8. Il résulte de tout ce qui précède que l'arrêté du 18 janvier 2021 par laquelle le préfet du Val-de-Marne a fixé pour l'exercice 2019 le montant de la reprise financière applicable à la commune de Villejuif doit être annulé en tant seulement qu'il n'exclut pas les charges afférentes aux dépenses du stationnement payant.

Sur les frais liés au litige:

9. Dans les circonstances de l'espèce, il y a lieu de mettre à la charge de l'Etat une somme de 1500 euros au titre des frais exposés par la commune de Villejuif et non compris dans les dépens.

D E C I D E :

Article 1er : L'arrêté du 18 janvier 2021 par lequel le préfet du Val-de-Marne a fixé pour l'exercice 2019 le montant de la reprise financière applicable à la commune de Villejuif en application du VI de l'article 29 de la loi n°2018-32 du 22 janvier 2018 à 350 289 euros est annulé en tant seulement qu'il n'exclut pas les charges afférentes aux dépenses relatives au stationnement payant.

Article 2: L'Etat versera à la commune de Villejuif une somme de 1500 euros au titre de l'article L. 761-1 du code de justice administrative.

Article 3 : Le surplus des conclusions de la requête est rejeté.

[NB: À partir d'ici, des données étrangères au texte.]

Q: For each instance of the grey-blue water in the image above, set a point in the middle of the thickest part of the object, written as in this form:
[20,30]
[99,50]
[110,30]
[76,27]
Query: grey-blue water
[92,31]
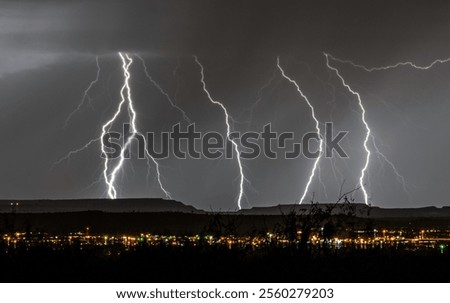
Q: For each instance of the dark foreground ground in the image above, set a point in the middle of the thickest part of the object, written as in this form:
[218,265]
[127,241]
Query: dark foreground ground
[217,264]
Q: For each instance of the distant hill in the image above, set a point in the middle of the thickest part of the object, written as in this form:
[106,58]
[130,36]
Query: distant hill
[104,205]
[168,206]
[361,211]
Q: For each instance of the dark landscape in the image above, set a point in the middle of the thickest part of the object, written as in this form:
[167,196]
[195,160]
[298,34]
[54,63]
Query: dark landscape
[155,240]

Article 4 : Le présent jugement sera notifié à la commune de Villejuif et à la préfète du Val-de-Marne.

Délibéré après l'audience du 20 juin 2024, à laquelle siégeaient :

M. Lalande, président,

M. Dumas, premier conseiller,

M. Pradalié, premier conseiller.

Rendu public par mise à disposition au greffe le 11 juillet 2024.

Le rapporteur,

M. DUMAS Le président,

D. LALANDE

La greffière,

C. KIFFER

La République mande et ordonne à la préfète du Val-de-Marne en ce qui la concerne ou à tous commissaires de justice à ce requis en ce qui concerne les voies de droit commun contre les parties privées, de pourvoir à l'exécution de la présente décision.